The pandemic made it necessary for Vestiaire Collective to delay its China plans, according to La Gal. But it’s no secret that operations remain the main challenge for both global and native platforms.

Entering the market is complicated — especially when local players have had a head start. Le Gal’s priorities include adapting the Vestiaire Collective app to an experience tailored to Chinese users, and integrating it with China’s social media ecosystem and payment methods.

Shipping is another issue. Chinese consumers in cities and rural areas alike are accustomed to receiving orders in the nick of time — and that’s not to mention customs, taxes, and keeping up with a changing policy environment. The complexity of the market is an opportunity for native start-ups like Plum, according to the company.

There’s also the matter of authentication. In 2019, Chinese resale platform Isheyipai found that around 34 percent of luxury products it verified were authentic, and though authorities, marketplaces and a growing number of authentication services are making efforts to combat fakes, with wider adoption of e-commerce comes greater risks. According to Shanghai-based firm Daxue Consulting, some counterfeiters are even posing as authenticators online.

Vestiaire Collective plans to add more stringent measures to its existing authentication process in China, which involves pre-screening sellers and pre-authenticating items before a listing goes live, followed by authentication and quality control checks before it’s shipped to a buyer.

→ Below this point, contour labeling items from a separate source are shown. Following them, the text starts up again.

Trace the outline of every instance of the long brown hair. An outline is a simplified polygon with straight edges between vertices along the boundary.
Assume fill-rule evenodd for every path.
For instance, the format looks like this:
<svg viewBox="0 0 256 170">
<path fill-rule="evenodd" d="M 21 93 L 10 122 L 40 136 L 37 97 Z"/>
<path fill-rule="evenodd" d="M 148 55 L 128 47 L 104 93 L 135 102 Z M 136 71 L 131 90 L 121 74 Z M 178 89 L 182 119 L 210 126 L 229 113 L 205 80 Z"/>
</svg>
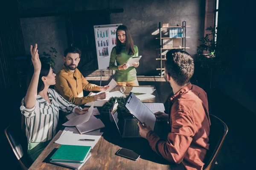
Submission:
<svg viewBox="0 0 256 170">
<path fill-rule="evenodd" d="M 122 30 L 125 32 L 125 51 L 128 52 L 128 55 L 134 55 L 135 54 L 135 51 L 134 50 L 134 45 L 133 40 L 131 38 L 131 34 L 129 30 L 127 28 L 126 26 L 123 25 L 119 26 L 116 29 L 116 33 L 119 30 Z M 122 42 L 120 41 L 118 39 L 118 36 L 117 34 L 116 34 L 116 54 L 120 54 L 121 50 L 121 45 Z"/>
</svg>

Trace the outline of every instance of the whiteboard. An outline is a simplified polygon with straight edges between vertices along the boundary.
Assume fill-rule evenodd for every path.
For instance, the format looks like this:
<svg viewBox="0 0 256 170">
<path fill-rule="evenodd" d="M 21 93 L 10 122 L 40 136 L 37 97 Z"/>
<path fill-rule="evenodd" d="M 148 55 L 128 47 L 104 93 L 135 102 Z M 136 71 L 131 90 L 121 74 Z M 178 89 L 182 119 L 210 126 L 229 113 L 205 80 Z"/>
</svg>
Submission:
<svg viewBox="0 0 256 170">
<path fill-rule="evenodd" d="M 110 54 L 116 44 L 116 29 L 122 24 L 94 26 L 99 70 L 106 70 L 109 65 Z"/>
</svg>

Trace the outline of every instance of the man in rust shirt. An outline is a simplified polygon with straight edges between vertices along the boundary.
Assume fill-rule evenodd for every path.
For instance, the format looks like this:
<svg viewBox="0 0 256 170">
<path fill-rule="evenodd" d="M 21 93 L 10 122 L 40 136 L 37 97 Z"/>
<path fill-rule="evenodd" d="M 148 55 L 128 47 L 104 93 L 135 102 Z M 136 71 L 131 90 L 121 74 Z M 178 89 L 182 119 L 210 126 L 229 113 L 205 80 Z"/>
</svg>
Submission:
<svg viewBox="0 0 256 170">
<path fill-rule="evenodd" d="M 186 52 L 172 50 L 166 54 L 165 78 L 175 94 L 169 99 L 169 114 L 154 113 L 157 120 L 169 121 L 170 130 L 164 139 L 145 123 L 138 123 L 140 134 L 152 149 L 171 163 L 186 170 L 202 170 L 209 149 L 210 122 L 205 92 L 192 85 L 194 61 Z"/>
<path fill-rule="evenodd" d="M 70 47 L 64 51 L 63 68 L 56 75 L 55 89 L 65 99 L 76 105 L 81 105 L 104 99 L 107 93 L 84 96 L 83 90 L 102 91 L 109 86 L 101 87 L 89 83 L 76 68 L 80 60 L 81 51 L 77 48 Z"/>
</svg>

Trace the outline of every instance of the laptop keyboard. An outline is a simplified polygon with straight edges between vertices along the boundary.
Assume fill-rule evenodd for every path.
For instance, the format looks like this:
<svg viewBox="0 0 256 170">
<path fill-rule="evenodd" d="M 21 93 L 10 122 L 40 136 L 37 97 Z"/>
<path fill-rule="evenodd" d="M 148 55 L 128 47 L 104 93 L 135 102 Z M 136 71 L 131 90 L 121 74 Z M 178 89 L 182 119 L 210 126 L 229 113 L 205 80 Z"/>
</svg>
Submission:
<svg viewBox="0 0 256 170">
<path fill-rule="evenodd" d="M 125 136 L 137 136 L 139 135 L 139 121 L 136 119 L 127 119 L 125 125 Z"/>
</svg>

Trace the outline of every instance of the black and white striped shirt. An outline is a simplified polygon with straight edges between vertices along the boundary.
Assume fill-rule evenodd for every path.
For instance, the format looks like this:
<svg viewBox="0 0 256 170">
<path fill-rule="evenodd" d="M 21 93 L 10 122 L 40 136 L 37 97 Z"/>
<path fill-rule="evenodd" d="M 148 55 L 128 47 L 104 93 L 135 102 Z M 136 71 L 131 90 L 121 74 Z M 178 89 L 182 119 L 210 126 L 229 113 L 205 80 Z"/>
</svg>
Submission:
<svg viewBox="0 0 256 170">
<path fill-rule="evenodd" d="M 26 133 L 28 142 L 45 142 L 53 138 L 58 119 L 59 110 L 65 112 L 74 112 L 76 108 L 82 108 L 68 102 L 55 90 L 48 90 L 49 103 L 40 95 L 38 95 L 35 106 L 29 109 L 24 106 L 24 99 L 21 101 L 20 109 L 25 116 Z"/>
</svg>

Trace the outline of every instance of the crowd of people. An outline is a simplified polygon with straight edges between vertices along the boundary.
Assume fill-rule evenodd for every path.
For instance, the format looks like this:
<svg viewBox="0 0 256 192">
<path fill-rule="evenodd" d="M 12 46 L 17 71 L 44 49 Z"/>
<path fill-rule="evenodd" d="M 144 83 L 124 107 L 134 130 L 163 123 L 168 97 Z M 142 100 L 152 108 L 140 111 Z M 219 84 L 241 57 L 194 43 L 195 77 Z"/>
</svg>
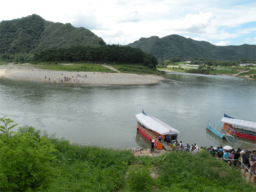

Today, consumers are generally more confident in the authenticity of new season goods purchased on major platforms thanks to ongoing brand partnerships with e-commerce players like Tmall, which Chan believes has indirectly boosted confidence in the resale space too. “[Shoppers] certainly have some concerns, still, but the same way I would [as someone in the US,]” said Chan.

As the Chinese resale market grows, brands too will likely want to participate as they have in the US and Europe. “Brands need to be their own saviour,” said Chan. “Authentication ultimately needs to come from the brand for that part to feel confident.”